The research was led by Dr. Lawrence Loeb, professor of pathology and biochemistry at the University of Washington School of Medicine in Seattle. Loeb will present his research Feb. 18 at the meeting of the American Association for the Advancement of Science in San Francisco.
Most types of cancer are believed to begin with a random genetic mutation that makes a normal cell go horribly awry. This is followed by mutations, which endow the cancer cells with properties allowing them to grow without normal controls to become a tumor. These mutated genes would be targets for chemotherapy.

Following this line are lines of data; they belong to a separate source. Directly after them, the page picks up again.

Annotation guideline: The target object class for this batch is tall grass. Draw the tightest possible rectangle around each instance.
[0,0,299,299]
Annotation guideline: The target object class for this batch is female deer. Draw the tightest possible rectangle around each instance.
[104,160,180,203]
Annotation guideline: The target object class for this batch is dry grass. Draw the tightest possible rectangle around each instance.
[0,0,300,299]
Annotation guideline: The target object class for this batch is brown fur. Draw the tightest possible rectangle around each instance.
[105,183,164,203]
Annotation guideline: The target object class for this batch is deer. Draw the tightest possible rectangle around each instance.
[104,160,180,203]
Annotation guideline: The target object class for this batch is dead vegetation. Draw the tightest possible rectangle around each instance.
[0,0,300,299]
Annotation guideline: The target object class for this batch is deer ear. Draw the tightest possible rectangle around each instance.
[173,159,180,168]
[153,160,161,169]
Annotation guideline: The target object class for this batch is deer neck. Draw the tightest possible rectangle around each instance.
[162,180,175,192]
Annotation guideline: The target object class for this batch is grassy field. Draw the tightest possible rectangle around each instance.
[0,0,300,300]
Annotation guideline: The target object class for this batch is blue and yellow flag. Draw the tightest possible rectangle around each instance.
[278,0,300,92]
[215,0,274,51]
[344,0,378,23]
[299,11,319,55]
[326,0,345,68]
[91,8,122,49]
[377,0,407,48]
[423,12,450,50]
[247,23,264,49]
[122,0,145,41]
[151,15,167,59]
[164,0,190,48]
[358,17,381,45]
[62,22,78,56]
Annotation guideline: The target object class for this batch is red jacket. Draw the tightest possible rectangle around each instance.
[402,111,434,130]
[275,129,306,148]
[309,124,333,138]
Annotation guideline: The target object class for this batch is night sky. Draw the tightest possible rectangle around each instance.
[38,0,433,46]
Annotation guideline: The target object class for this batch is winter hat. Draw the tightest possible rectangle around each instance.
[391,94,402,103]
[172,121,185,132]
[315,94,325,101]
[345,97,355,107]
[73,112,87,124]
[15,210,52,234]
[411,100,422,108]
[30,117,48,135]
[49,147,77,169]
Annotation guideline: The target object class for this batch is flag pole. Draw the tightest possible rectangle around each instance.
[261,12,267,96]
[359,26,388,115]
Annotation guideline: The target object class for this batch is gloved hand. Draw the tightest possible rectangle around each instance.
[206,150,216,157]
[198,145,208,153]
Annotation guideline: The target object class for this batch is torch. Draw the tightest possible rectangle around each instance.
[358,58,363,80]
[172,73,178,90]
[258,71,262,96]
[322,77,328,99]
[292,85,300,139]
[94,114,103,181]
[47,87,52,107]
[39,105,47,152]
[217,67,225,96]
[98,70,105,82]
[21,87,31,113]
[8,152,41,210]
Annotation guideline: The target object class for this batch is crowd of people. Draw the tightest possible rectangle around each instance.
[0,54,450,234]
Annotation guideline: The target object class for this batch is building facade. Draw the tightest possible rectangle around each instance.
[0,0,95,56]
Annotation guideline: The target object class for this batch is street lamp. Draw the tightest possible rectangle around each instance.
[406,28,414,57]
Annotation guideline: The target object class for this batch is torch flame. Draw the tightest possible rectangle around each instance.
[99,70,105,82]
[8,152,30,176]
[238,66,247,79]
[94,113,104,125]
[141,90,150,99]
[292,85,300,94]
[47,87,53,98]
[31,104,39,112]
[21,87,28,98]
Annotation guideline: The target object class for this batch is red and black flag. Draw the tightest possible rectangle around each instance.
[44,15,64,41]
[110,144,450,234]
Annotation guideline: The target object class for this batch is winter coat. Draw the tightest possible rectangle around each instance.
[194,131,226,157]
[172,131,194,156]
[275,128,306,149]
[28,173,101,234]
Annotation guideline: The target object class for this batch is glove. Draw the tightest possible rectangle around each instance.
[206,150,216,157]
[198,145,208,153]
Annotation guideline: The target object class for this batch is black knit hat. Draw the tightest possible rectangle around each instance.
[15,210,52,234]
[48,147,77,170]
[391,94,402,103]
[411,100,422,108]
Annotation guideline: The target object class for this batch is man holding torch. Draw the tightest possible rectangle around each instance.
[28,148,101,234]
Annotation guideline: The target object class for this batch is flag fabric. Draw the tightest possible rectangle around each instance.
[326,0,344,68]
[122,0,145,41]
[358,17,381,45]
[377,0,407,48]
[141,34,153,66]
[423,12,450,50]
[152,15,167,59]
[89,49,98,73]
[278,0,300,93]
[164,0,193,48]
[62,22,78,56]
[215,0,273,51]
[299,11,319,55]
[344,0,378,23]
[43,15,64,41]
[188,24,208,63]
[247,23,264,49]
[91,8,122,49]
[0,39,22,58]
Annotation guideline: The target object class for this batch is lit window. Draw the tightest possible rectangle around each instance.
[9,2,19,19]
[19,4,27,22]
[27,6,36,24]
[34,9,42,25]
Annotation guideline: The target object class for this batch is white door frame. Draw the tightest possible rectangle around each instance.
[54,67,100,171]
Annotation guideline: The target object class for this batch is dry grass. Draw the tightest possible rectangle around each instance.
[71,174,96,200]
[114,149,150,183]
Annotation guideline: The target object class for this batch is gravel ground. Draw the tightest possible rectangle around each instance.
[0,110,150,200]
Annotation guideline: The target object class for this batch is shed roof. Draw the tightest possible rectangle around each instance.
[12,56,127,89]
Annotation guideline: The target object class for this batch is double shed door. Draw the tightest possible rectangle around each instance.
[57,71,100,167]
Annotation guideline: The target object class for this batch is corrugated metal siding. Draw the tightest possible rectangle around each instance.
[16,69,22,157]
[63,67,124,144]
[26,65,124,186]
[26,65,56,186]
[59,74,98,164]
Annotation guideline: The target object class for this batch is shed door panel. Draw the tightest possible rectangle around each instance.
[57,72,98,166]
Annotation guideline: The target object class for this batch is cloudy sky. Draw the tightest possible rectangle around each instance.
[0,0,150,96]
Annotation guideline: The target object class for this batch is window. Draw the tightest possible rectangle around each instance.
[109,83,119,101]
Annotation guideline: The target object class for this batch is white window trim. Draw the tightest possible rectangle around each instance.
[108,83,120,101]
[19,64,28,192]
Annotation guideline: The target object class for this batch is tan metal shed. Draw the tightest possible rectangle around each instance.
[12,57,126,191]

But Loeb had another idea that he originally hatched many years ago -- what if the cancer cells changed somehow, and became much more likely to mutate? These "mutator" cells would develop dangerous genetic mutations at a much faster rate than normal cells, which might account for the high number of mutations seen in tumor cells.
Since the technology of cancer genetics has dramatically improved, Loeb and his colleagues have only recently been able to test this hypothesis. They found that tumor tissue had random mutation rates up to 100 times higher than normal tissue from the same patient. The "mutator" hypothesis seems to be correct.

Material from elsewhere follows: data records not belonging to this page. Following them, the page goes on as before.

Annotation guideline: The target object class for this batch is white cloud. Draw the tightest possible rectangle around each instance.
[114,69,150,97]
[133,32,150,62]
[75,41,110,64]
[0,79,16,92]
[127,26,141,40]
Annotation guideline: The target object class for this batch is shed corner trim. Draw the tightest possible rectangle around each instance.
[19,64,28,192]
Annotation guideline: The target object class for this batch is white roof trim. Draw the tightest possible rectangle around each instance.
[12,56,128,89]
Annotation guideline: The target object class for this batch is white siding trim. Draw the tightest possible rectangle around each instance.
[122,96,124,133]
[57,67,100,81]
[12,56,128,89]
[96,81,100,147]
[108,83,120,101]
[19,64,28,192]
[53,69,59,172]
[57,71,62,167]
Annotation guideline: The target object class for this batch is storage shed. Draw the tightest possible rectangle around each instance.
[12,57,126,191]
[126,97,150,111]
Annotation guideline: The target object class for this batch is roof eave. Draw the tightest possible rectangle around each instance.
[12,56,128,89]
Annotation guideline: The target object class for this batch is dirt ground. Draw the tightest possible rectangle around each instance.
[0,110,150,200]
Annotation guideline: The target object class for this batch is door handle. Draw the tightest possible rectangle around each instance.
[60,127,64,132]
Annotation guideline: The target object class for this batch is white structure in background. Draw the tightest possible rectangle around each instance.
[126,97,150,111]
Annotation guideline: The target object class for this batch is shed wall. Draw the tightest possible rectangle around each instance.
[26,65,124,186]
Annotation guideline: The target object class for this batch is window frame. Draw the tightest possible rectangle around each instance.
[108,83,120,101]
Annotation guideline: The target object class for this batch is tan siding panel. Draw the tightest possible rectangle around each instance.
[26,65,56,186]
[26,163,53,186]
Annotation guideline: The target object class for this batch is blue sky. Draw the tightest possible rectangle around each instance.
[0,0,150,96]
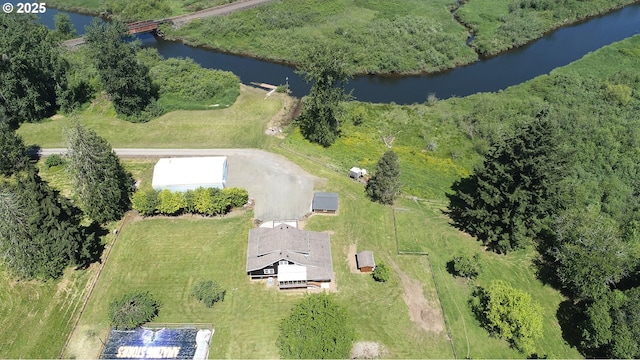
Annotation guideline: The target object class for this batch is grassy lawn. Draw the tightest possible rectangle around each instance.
[0,266,93,359]
[18,86,285,148]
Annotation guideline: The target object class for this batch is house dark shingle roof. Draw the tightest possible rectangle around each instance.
[311,192,338,211]
[247,224,333,281]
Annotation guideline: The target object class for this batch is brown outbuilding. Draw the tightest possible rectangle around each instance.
[356,250,376,272]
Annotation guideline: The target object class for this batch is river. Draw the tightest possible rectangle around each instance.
[35,4,640,104]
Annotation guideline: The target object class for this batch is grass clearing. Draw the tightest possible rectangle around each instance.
[18,86,286,148]
[395,200,581,359]
[0,265,92,359]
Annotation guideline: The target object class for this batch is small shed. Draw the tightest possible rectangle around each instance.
[356,250,376,272]
[349,167,367,180]
[151,156,228,191]
[311,192,338,214]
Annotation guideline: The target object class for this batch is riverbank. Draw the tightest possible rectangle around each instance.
[454,0,640,57]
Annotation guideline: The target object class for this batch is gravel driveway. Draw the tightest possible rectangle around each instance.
[39,148,318,221]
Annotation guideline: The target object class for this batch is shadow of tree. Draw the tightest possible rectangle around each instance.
[78,221,109,269]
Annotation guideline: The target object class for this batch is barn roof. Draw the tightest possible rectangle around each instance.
[151,156,227,189]
[311,192,338,211]
[356,250,376,269]
[247,224,333,280]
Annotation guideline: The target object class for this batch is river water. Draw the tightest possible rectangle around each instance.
[35,4,640,104]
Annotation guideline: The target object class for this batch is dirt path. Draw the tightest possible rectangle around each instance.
[167,0,273,27]
[389,259,444,334]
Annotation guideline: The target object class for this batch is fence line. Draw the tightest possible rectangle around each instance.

Now for the bad news: if cancer cells do indeed become "mutator" cells, traditional chemotherapy and other drugs may never be very effective against advanced tumors.
"This is very bad news, because it means that cancer cells in a tumor will have mutations that protect them from therapeutics," Loeb explained.
A chemotherapy drug may target a particular oncogene, which is a gene that affects the malignancy of a particular cell. But if cancer cells are mutator cells, a single tumor may have cells with many different types of oncogenes and drug-resistant genes. That chemotherapy drug may kill off some of the cancerous cells, but millions of other cells in the tumor will live on. To be effective, a chemotherapy treatment may have to target more than one oncogene -- so-called combination chemotherapy.
Not all of the news is bad, though. Loeb believes this research may eventually help physicians determine the stage and malignancy of a tumor by testing the number of its mutations. The more mutations, the further along the tumor may be in its development to malignancy or metastasis.
Loeb's work may also lead to a discovery of why cancer cells are becoming mutator cells. If scientists understand what happens in a cancer cell that makes it become a mutator, they might be able to prevent that from happening in other cells, or slow down the mutation rate.
"The idea is that if you might normally get exposed to something in the environment at 20 years old that would give you cancer by age 55, then if we cut the mutation rate in half, you might not get cancer until age 90, and you may even die of something else before that," Loeb explained.